Ansgar Walk/Wikimedia Commons

Microbial hazards

The animals we eat share this planet with us. We are all surrounded by an amazing diversity of uncountable microbes, some of which may be shared at mealtimes. A tempting piece of raw meat, therefore, requires elaborate checking. Has it any prions, viruses, bacteria, fungi, or parasites?

Although many of these critters are harmless, some are quite lethal unless treated. Some, such as prion-linked brain diseases, cannot be treated. And some will treat us as their food. If that steak is venison from your recent hunt, its pathogens will be different compared to a farm-reared steer.

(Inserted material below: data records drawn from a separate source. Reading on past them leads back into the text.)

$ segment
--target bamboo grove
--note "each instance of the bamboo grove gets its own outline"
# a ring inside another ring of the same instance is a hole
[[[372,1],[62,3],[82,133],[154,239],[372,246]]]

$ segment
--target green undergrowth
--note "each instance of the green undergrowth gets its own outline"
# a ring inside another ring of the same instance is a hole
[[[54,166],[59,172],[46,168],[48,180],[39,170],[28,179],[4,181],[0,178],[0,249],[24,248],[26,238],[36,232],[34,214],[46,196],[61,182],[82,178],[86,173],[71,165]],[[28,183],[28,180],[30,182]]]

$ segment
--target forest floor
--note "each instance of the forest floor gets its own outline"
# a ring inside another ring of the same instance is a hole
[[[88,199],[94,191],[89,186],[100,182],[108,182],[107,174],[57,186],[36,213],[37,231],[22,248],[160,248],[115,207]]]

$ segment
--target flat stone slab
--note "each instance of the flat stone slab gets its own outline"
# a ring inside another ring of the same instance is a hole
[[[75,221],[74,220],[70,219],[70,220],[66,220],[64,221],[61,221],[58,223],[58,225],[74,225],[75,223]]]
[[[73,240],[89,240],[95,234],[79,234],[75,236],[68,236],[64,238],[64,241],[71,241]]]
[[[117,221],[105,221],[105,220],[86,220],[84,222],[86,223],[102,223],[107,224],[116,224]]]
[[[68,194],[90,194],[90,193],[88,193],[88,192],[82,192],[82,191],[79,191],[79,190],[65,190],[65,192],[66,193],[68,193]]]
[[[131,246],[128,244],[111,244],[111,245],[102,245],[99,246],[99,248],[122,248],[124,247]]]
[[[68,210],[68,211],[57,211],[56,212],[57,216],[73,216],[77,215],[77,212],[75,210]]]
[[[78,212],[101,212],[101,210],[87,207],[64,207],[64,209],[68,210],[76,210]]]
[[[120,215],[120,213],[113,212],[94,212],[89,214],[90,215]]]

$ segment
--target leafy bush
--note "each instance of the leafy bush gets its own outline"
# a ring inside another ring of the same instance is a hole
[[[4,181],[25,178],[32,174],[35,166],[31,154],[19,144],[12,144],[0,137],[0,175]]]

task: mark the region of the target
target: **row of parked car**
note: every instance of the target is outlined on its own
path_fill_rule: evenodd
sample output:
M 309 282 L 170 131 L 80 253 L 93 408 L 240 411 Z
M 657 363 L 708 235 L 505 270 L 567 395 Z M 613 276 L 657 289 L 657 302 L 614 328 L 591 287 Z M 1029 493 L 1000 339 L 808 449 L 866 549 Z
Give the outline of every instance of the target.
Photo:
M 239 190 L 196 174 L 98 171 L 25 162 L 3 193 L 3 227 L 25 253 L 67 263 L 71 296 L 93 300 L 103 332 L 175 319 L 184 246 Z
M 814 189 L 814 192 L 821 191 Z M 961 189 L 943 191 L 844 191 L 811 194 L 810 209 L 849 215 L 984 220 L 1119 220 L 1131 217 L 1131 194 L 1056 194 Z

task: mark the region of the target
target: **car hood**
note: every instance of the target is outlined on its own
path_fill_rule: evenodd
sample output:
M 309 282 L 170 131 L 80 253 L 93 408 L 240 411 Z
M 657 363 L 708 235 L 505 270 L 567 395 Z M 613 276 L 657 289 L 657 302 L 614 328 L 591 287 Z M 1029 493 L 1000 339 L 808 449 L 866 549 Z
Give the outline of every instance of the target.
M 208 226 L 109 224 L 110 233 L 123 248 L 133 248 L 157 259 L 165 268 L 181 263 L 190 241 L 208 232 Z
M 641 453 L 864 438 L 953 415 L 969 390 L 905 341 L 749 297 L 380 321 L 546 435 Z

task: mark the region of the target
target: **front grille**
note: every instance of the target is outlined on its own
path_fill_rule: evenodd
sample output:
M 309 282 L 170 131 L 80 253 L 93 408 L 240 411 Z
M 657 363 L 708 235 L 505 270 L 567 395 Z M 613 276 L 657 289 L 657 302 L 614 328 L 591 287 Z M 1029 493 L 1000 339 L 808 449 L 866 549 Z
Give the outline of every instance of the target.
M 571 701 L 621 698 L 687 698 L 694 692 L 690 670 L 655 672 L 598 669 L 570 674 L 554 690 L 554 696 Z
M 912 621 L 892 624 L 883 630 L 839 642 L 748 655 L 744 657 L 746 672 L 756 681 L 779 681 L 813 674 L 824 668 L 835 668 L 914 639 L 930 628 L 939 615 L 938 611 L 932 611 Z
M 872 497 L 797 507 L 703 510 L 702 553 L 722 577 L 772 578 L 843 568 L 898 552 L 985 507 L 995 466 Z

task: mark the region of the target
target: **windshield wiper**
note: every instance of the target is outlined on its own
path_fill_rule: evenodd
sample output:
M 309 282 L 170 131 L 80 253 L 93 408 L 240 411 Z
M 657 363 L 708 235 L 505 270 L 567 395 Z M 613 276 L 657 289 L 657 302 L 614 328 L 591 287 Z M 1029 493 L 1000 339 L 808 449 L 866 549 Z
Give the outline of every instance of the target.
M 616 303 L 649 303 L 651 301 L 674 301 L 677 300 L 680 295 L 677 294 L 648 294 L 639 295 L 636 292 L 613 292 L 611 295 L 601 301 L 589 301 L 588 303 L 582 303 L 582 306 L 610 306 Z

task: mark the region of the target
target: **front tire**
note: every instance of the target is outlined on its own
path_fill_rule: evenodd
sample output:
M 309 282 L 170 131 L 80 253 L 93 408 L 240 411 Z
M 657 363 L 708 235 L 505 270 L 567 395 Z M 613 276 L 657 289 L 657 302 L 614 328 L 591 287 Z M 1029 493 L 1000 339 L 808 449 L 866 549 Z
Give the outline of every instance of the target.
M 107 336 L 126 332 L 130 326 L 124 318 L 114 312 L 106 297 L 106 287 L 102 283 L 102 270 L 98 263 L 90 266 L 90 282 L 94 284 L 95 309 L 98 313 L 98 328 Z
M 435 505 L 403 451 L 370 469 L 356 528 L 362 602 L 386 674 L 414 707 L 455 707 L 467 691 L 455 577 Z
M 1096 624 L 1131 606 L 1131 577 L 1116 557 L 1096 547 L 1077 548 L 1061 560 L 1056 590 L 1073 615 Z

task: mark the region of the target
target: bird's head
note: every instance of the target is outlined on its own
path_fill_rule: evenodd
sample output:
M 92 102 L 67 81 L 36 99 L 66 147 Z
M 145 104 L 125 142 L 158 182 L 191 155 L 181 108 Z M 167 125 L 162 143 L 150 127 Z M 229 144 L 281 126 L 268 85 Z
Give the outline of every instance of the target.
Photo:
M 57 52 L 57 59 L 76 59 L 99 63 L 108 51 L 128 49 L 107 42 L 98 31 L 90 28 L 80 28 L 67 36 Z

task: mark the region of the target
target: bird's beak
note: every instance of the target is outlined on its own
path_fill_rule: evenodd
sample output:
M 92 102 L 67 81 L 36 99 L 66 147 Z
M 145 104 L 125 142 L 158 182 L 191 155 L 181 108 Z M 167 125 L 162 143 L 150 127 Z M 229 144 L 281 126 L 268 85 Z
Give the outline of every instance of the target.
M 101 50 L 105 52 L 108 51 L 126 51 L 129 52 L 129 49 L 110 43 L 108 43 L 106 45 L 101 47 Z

The bacteria Escherichia coli, for example, were thought harmless when described in 1885. Up to 50 percent of healthy cattle may carry E. coli 0157. These are resistant to our stomach acid; their Shiga toxins can cause kidney failure, shock, and death.

Listeria is named after Joseph Lister, the father of surgical sterilization. It is a skilled soil organism that can multiply on a steak in your fridge, then infect your bloodstream and brain, or cross a placenta resulting in miscarriage and fetal death.

Beef can be contaminated with Toxoplasmosis gondii, a protozoal parasite from cats that happily survive in cattle and humans. Toxoplasmosis tends to find its way into the brain, retina, heart muscle, or cross the placenta, where it can damage the foetal brain. Some of these effects may take years to become evident; you would probably not notice anything after that raw lunch.

Although there are no proven advantages to eating raw meat, there are great microbial hazards. (Feeding your pets raw meat has similar risks.) Not only is there a risk of being infected with Campylobacters and Salmonellas, but also parasites such as roundworms and tapeworms.

The passion — in some quarters — for returning to a habit of consuming raw meat should be checked against the facts of “one health” — that is, taking into consideration the combined health of people, animals, and our environments.

We are not alone. Many, many microbes, usually checked by safe food management and cooking, would just love us to take up a wolverine lifestyle.